As the world’s climate rapidly changes, what is to become of hockey, which depends on ponds, lakes and outdoor rinks to feed not only its pro ranks but also its daily devotees? 

Decades ago, pond hockey was played as far south as the suburbs of Washington D.C. Now, climate models predict that by 2050, it will be too warm to play outdoors on unrefrigerated ice in all of the eastern U.S. and much of southern Ontario and Quebec. By 2080, the same could be the case in western Canada’s Edmonton and Saskatoon. 

Players, though, are not going down without a fight. (It’s hockey, after all. Fighting is almost built into the game.) 

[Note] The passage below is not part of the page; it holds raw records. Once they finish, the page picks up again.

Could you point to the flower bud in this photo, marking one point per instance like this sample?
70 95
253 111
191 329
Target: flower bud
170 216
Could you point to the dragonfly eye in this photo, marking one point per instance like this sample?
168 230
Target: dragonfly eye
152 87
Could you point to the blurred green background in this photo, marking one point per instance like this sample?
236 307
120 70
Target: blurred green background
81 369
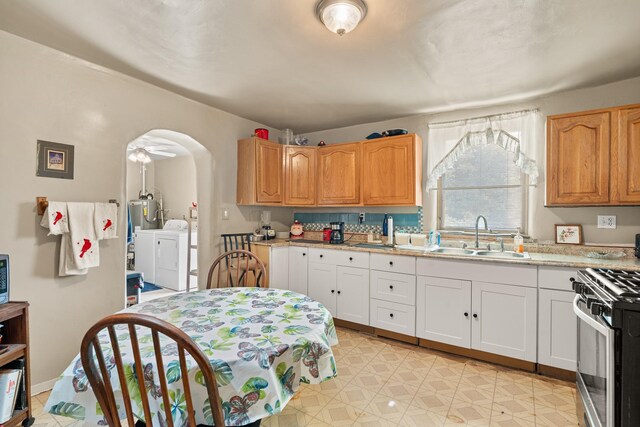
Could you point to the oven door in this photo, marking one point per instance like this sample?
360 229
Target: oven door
596 364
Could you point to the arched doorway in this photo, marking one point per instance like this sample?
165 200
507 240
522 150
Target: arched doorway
162 201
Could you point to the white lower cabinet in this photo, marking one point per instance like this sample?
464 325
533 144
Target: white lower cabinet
344 291
279 267
444 310
352 302
504 320
323 285
557 333
298 269
391 316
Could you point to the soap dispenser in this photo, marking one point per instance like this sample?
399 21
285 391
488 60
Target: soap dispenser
518 243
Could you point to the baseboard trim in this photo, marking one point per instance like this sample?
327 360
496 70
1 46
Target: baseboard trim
480 355
45 386
558 373
396 336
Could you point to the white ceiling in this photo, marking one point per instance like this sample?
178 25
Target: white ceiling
272 60
162 140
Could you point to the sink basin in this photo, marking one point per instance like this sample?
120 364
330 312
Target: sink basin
452 251
372 246
506 254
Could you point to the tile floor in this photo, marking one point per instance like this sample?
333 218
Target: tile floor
386 383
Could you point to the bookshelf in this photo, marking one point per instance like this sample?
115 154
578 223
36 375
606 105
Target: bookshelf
15 318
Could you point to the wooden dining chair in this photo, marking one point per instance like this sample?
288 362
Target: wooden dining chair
93 358
236 268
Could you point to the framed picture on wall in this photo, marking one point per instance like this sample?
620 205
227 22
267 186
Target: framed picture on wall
569 234
54 160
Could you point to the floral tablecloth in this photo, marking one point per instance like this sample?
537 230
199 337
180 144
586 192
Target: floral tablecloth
262 344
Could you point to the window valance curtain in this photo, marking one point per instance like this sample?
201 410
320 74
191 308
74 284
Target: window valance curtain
514 132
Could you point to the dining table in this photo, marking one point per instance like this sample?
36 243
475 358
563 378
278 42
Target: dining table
262 344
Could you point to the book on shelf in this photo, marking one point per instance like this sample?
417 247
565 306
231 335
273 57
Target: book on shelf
21 400
9 381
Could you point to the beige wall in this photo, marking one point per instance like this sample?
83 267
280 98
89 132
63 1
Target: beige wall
175 182
540 219
49 95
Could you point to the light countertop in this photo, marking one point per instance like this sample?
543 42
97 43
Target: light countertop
537 258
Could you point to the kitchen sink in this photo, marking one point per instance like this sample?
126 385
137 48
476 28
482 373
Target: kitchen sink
453 251
372 246
506 254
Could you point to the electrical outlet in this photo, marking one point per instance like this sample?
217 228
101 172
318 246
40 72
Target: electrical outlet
606 221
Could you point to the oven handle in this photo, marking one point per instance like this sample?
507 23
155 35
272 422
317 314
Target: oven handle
603 329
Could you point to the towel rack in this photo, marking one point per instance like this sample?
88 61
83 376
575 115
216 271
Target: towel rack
42 203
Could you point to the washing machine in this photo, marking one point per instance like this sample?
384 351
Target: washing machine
168 256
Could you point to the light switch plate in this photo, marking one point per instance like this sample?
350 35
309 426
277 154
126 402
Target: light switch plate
606 221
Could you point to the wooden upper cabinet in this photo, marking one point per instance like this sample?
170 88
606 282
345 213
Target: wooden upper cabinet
392 171
259 179
339 174
578 148
299 176
626 157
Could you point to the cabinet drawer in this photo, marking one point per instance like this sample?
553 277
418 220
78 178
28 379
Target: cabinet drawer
324 256
394 287
556 278
393 317
353 259
395 263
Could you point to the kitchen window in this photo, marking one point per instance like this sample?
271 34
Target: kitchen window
485 181
483 166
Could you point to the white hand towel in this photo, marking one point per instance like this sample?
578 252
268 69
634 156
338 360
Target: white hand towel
67 264
82 234
106 218
55 218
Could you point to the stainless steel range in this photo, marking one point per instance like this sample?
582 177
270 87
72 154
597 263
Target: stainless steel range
608 378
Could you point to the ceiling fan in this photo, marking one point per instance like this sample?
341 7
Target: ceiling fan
143 153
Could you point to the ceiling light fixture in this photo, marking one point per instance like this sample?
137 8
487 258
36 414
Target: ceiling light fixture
341 16
140 155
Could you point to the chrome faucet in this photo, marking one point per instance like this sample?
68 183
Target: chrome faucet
485 227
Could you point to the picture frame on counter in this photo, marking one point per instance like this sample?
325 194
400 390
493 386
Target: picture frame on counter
569 234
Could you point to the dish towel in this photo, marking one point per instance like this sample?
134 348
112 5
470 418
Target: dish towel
106 218
79 248
55 218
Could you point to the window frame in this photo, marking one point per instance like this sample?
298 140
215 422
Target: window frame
524 184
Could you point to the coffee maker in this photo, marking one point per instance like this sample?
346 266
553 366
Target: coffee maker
337 232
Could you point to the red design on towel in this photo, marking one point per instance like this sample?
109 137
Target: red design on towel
85 247
57 218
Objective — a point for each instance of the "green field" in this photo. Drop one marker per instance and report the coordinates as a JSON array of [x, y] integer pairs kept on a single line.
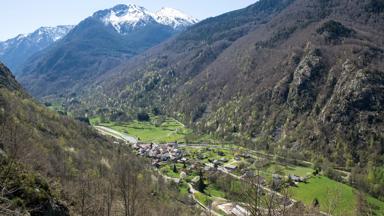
[[157, 130], [329, 193], [169, 130]]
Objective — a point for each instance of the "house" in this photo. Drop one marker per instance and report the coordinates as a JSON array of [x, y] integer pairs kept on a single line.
[[216, 163], [296, 178], [183, 175], [224, 160], [220, 153]]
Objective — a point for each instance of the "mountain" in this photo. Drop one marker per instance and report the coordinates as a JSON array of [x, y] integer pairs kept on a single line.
[[14, 52], [98, 44], [301, 77], [51, 164]]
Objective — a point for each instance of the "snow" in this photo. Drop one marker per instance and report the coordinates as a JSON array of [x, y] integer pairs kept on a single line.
[[134, 16]]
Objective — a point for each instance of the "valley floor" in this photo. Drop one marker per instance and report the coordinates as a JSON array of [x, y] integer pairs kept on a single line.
[[179, 161]]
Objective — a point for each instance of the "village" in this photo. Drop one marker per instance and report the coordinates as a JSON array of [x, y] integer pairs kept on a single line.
[[184, 164]]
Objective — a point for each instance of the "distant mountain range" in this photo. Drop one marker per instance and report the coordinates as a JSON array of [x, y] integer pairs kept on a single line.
[[303, 75], [98, 44], [15, 51], [281, 75]]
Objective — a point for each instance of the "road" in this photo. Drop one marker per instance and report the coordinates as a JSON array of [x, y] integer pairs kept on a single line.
[[130, 139], [116, 134]]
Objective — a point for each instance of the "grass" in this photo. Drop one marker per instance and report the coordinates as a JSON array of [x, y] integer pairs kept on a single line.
[[157, 130], [183, 188], [330, 192], [168, 170], [213, 190]]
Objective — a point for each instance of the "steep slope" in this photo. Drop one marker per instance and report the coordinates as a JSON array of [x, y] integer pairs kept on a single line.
[[281, 75], [96, 45], [53, 165], [14, 52]]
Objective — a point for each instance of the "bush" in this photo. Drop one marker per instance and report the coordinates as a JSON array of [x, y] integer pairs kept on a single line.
[[334, 30]]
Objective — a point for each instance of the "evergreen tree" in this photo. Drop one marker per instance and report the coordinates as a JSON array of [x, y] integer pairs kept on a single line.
[[201, 185]]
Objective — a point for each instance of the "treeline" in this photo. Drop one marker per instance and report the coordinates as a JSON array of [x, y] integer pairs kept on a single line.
[[89, 174]]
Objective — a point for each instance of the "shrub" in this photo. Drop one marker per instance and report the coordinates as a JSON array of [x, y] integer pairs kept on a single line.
[[143, 117]]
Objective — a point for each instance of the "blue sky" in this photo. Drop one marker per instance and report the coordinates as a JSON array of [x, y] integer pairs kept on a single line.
[[24, 16]]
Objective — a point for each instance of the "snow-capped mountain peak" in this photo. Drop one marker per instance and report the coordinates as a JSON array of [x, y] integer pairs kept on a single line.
[[125, 18], [174, 18], [15, 51]]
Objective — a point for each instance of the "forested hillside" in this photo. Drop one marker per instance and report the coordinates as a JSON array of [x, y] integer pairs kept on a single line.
[[53, 165], [297, 77]]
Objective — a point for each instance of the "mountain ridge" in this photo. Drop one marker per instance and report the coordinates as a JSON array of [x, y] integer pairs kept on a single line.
[[91, 49], [267, 80], [15, 51]]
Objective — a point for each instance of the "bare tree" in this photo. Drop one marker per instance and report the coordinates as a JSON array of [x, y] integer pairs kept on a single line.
[[128, 187]]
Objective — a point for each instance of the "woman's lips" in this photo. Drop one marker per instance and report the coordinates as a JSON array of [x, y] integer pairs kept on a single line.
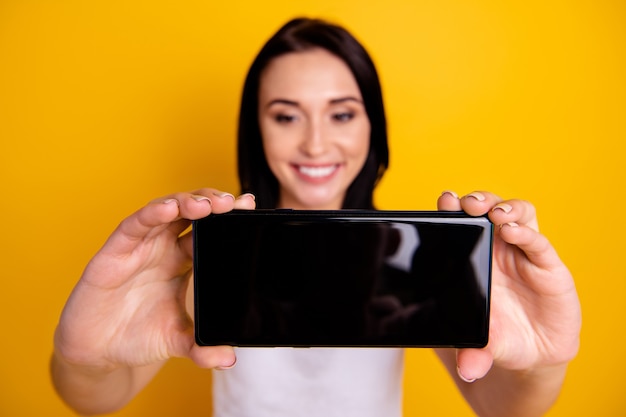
[[316, 173]]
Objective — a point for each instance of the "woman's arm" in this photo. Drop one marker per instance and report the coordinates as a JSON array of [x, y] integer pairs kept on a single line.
[[127, 314], [535, 316]]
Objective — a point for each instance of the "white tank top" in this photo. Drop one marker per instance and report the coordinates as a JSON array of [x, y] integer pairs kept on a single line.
[[310, 382]]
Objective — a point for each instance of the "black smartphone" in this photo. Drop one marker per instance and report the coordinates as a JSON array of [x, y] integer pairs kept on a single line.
[[345, 278]]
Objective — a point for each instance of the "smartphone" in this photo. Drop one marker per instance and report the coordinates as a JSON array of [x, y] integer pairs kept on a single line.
[[345, 278]]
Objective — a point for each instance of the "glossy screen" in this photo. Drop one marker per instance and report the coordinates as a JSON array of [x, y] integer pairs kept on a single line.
[[269, 278]]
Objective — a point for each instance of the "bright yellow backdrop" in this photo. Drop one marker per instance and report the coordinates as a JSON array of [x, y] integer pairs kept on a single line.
[[105, 105]]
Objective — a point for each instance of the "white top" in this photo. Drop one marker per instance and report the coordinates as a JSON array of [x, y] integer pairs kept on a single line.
[[311, 382]]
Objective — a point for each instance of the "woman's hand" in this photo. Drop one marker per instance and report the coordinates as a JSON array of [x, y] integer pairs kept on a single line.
[[535, 311], [128, 309]]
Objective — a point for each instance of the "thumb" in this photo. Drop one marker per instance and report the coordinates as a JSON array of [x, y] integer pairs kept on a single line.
[[473, 364], [220, 357]]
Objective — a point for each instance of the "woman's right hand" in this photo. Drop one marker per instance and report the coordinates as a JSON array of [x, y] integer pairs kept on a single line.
[[128, 309]]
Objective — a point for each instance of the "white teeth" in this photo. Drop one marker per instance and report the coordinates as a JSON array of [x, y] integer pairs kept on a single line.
[[317, 172]]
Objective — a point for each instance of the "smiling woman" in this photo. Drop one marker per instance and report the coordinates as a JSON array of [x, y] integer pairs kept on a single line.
[[314, 133], [321, 79], [315, 130], [105, 105]]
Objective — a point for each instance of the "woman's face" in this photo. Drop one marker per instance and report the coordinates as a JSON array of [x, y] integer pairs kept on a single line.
[[316, 133]]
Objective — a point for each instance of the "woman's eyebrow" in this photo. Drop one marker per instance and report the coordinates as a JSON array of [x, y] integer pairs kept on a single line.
[[282, 101], [344, 99]]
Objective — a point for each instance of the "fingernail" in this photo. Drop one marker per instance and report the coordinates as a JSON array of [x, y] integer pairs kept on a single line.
[[252, 196], [452, 193], [503, 206], [221, 195], [468, 380], [478, 196], [223, 368], [201, 198]]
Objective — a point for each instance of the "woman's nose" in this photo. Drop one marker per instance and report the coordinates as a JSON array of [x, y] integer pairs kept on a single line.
[[315, 141]]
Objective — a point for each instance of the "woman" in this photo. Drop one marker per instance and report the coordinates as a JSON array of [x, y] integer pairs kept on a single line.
[[312, 135]]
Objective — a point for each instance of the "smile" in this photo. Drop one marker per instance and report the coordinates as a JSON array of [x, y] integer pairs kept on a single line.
[[318, 171]]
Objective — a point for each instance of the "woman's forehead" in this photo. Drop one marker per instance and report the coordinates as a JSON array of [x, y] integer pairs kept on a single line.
[[314, 73]]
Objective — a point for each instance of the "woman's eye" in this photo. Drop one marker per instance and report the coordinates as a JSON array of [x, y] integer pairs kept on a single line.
[[284, 118], [343, 117]]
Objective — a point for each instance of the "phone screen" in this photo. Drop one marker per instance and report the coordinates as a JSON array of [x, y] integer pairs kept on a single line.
[[342, 278]]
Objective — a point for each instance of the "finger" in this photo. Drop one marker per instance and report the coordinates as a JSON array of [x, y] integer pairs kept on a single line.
[[514, 211], [535, 246], [245, 201], [478, 203], [448, 201], [220, 357], [473, 364], [221, 201]]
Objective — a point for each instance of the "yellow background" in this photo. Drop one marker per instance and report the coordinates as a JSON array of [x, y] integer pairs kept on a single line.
[[105, 105]]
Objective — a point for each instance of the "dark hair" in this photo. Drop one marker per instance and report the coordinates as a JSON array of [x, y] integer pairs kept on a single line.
[[302, 34]]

Backyard rink owners are collecting data on temperature and skateability, reporting a diminishing number of opportunities to get out on the ice. Players are raising funds and awareness, urging their fellow enthusiasts to get involved and vote for political candidates who make climate a priority.

Even the National Hockey League is investing: Its NHL Green program aims to cut carbon emissions, advise community rinks on how to do the same, and inspire fans to action. 

In 2014, Helsinki, Finland-based amateur defenseman Steve Baynes and his teammates started what has become a small but growing international movement. “We see ourselves as basic hockey guys who are concerned about the future,” he says. Now, Save Pond Hockey has operations in five countries, including its newest offshoot, the U.S.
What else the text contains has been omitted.